Isolation of wheat bran-colonizing and metabolizing species from the human fecal microbiota

PeerJ. 2019 Jan 25:7:e6293. doi: 10.7717/peerj.6293. eCollection 2019.

Abstract

Undigestible, insoluble food particles, such as wheat bran, are important dietary constituents that serve as a fermentation substrate for the human gut microbiota. The first step in wheat bran fermentation involves the poorly studied solubilization of fibers from the complex insoluble wheat bran structure. Attachment of bacteria has been suggested to promote the efficient hydrolysis of insoluble substrates, but the mechanisms and drivers of this microbial attachment and colonization, as well as subsequent fermentation remain to be elucidated. We have previously shown that an individually dependent subset of gut bacteria is able to colonize the wheat bran residue. Here, we isolated these bran-attached microorganisms, which can then be used to gain mechanistic insights in future pure culture experiments. Four healthy fecal donors were screened to account for inter-individual differences in gut microbiota composition. A combination of a direct plating and enrichment method resulted in the isolation of a phylogenetically diverse set of species, belonging to the Bacteroidetes, Firmicutes, Proteobacteria and Actinobacteria phyla. A comparison with 16S rRNA gene sequences that were found enriched on wheat bran particles in previous studies, however, showed that the isolates do not yet cover the entire diversity of wheat-bran colonizing species, comprising among others a broad range of Prevotella, Bacteroides and Clostridium cluster XIVa species.

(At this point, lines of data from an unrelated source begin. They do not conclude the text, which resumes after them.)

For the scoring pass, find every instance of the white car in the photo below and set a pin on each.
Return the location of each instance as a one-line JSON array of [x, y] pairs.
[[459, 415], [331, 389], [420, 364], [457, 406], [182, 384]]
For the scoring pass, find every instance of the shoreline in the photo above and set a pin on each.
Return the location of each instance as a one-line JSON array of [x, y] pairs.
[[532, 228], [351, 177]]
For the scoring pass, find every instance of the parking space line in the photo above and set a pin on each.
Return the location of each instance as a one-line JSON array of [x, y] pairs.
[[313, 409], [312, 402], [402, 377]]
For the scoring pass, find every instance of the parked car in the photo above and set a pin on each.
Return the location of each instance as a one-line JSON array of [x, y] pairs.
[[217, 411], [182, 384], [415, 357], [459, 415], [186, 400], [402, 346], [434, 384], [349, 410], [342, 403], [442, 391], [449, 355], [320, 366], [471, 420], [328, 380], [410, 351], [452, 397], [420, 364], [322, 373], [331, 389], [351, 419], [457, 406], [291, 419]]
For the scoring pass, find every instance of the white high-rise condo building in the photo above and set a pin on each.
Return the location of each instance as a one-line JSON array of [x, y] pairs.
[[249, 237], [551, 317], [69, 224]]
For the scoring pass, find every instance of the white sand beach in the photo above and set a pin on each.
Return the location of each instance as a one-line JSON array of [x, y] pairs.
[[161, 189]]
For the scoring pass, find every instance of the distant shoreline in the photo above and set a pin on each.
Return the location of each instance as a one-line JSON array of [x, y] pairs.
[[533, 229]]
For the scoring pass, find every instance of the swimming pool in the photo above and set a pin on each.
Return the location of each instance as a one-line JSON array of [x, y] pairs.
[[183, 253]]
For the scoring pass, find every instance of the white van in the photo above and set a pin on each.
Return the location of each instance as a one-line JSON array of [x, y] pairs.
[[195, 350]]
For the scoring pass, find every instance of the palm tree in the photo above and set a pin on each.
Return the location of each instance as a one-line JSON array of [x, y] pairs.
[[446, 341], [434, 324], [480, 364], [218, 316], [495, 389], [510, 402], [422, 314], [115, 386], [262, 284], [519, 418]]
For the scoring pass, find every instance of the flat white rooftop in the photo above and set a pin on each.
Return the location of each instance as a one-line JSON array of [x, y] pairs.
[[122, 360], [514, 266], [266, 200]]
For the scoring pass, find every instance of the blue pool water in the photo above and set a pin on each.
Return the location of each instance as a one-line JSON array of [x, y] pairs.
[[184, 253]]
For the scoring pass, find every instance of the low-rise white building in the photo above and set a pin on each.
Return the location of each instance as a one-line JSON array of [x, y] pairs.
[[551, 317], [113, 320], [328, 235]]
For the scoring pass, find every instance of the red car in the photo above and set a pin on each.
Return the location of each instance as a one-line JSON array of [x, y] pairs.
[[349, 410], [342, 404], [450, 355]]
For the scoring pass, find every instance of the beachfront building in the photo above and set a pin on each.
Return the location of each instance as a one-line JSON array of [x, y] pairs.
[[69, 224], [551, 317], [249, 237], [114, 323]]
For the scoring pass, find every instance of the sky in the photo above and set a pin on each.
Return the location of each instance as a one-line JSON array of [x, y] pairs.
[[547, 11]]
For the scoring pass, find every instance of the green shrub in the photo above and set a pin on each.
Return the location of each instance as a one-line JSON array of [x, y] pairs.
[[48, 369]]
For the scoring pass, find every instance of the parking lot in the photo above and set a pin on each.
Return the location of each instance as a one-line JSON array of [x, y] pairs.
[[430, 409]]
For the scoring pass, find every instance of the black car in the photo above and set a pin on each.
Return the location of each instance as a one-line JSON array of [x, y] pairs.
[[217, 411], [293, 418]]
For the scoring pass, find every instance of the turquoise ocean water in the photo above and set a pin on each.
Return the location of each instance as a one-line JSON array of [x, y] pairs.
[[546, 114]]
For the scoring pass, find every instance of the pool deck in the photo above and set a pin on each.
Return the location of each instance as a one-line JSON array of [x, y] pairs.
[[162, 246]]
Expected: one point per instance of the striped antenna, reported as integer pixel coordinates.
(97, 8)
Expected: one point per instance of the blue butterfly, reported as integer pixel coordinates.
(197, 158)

We, therefore, suggest several modifications to the experiment set-up to further expand the array of isolated species.

Keywords: Enrichment; Human gut microbiota; Insoluble dietary particles; Wheat bran-attached microbiota; Wheat bran-utilizing microbiota.

Grants and funding

This research was funded by the Research Foundation Flanders (FWO, Grant id=IWT130028, title=SBO BRANDING) and the Special Research Fund (BOF) Concerted Research Actions (GOA, BOF17/GOA/032) from the Flemish Government. The Phenom SEM instrument was supported by funding from Research Foundation Flanders (FWO grant G031416N to FJRM). The Hercules Foundation provided financial support in the acquisition of the scanning electron microscope JEOL JSM-7100F equipped with the cryo-transfer system Quorum PP3010T (grant no. AUGE-09-029). There was no additional external funding received for this study. The funders had no role in study design, data collection and analysis, decision to publish, or preparation of the manuscript.